A judge handed down an €800 fine and a six months suspended prison sentence to a Belgian man who was photographed giving the Nazi salute in Fort Breendonk.
Fort Breendonk, located near Mechelen in the province of Antwerp, served as a Nazi prison camp during the German occupation of Belgium during World War II and is now a museum.
Gunnar Verreycken (25), a descendant of a well-known Flemish nationalist family, had the photo taken in front of Nazi items exhibited in one of the museum’s rooms back in August 2019.
The room served as the canteen for Nazi soldiers and is preserved exactly as it was at the time, with the large German eagle perched atop a swastika with the SS motto - Meine Ehre heißt Treue, or My honour is called loyalty - emblazoned beneath it.
The site has attracted many neo-Nazis looking for a photo opportunity over the years.

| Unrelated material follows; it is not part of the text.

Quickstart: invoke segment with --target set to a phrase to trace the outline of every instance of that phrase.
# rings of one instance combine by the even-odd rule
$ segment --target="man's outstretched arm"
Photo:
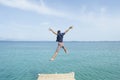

Verreycken posed for a photo, and a separate photo of that photo being taken ended up on social media and eventually made its way into the papers in November of 2019.
The court said that by making the Nazi salute in the former prison camp infamous for torturing and executing members of the anti-Nazi resistance, as well as political prisoners and Jews, Verreycken was giving an approval of genocide and inciting hatred and violence.
“By doing so, he showed a lack of respect for the countless victims of the genocide during the Second World War and for the grief of their relatives,” the verdict read in part.
“That this happened in a place that many people regard as a memorial to a great deal of human suffering makes the disrespect shown absolutely unacceptable to the court.”
The court was the same one that convicted four Voorpost (a Flemish ethnic nationalist group) members in Mechelen last week of inciting hatred because they carried a banner with ‘Stop Islamisation’ during a demonstration, De Standaard reports.
Verreycken visited Fort Breendonk on the day the photo was taken with around ten members of Right Wing Resistance Flanders, a group whose members are considered to be right-wing extremists by Belgium’s Coordination Unit for Threat Analysis (CUTA, or OCAD in Dutch).
A member of Right Wing Resistance was arrested last week for threatening virologist Marc Van Ranst.
When police searched the home of Verreycken, they found a collection of Nazi marching music, an SS uniform and a flag for Identitaire Beweging (Identity Movement), a pan-European extreme right-wing movement.
His phone had already been confiscated as part of a separate investigation into allegations of stalking and possession of child pornography. The photo of Verreycken giving the Nazi salute was found on it.
Verreycken is no stranger to right-wing ideology. His father is a former member of parliament for Vlaams Belang and his grandfather was a senator for Vlaams Blok, that party's predecessor.
Vlaams Blok used to be the militant right wing of the Flemish movement before the party was effectively blocked from entering any level of government by a 1989 pact between other political parties.
A court in Ghent ruled in 2004 that the party had sanctioned discrimination and breached the 1981 anti-racism law. With three counts of racism, they were unable to receive subsidy as a political party. Shortly after the ruling, that party reorganised itself as Vlaams Belang.
During the initial hearing for Verreycken about the photo in April, his lawyer pointed to his upbringing as a possible influence on his behaviour, but said that “in any case, he says he has no affinity with Nazi ideology and minimises nothing of what the Nazis did.”
The court in its ruling, however, disagreed.